Sally stared for a minute; then opened her mouth, shut her eyes, threw back her head, and chuckled.
“No,” she said, with sudden gravity; “if we drink’d it all we’d all bu’st right off. I pounds it, Missis Lilly sells it, an’ massa pockets de money.”
“Do you pound much?” asked Hester, in a tone of sympathy.
“Oh! housefuls,” said Sally, opening her eyes wide. “’Gin at daylight—work till dark, ’cept when doin’ oder t’ings. De Moors drink it. Awrful drinkers am de Moors. Mornin’, noon, an’ night dey swill leetle cups ob coffee. Das de reason dey’s all so brown.”
“Indeed? I never heard before that the brown-ness of their complexion was owing to that. Are you sure?”
“Oh yes; kite sure.

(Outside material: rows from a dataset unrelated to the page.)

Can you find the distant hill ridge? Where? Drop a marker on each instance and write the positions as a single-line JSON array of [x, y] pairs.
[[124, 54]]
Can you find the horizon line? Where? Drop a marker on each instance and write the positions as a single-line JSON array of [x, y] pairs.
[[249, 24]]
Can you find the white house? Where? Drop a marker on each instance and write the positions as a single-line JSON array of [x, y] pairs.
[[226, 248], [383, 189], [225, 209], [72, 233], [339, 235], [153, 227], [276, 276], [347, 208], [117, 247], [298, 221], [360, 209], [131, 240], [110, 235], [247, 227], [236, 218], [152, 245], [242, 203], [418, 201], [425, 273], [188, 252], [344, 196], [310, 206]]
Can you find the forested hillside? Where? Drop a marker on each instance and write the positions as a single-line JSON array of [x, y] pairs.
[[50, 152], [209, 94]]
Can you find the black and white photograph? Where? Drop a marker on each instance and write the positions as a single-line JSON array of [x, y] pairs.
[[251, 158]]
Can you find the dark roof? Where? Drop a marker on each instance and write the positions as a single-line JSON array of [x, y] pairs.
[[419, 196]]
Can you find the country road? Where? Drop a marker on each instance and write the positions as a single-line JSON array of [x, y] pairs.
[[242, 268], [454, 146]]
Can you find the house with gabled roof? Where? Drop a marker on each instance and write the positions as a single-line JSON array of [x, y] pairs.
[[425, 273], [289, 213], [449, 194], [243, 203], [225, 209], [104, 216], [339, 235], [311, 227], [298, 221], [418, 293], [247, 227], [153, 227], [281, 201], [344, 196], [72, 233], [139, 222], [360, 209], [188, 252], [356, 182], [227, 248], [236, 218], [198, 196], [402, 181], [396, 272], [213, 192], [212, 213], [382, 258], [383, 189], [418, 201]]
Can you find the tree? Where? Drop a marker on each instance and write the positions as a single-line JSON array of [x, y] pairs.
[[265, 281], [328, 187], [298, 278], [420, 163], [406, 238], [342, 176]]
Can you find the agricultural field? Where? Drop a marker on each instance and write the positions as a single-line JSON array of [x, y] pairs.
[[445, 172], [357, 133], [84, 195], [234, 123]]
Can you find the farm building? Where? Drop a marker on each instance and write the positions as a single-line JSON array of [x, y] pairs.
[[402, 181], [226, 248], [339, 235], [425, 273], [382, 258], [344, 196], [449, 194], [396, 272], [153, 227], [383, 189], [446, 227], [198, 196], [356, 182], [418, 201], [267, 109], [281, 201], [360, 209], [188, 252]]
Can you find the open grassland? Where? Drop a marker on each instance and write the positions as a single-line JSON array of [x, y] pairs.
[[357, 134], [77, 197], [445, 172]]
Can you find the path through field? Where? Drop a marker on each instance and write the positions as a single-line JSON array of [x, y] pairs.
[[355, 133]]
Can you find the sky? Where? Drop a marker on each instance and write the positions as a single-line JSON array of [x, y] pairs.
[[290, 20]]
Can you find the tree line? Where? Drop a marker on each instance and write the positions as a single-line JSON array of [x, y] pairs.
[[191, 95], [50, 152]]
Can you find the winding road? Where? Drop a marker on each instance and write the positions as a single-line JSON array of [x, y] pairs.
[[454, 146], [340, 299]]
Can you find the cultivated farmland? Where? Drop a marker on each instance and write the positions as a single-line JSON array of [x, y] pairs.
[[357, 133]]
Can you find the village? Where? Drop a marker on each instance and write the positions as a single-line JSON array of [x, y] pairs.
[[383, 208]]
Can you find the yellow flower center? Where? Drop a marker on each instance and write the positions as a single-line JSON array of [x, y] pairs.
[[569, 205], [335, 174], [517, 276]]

Coffee comes troo de skin—das it,” returned Sally, with perfect confidence of tone and manner.
Suddenly she was smitten with a new idea, and stared for some time at her fellow-slave. At last she got it out.
“Missis Lilly say dat you’s dumb. How kin you speak so well if you’s dumb?”
Poor Hester was greatly perplexed. She did not know how far her companion had been let into the secret reason of her being there, and was afraid to answer. At last she made up her mind.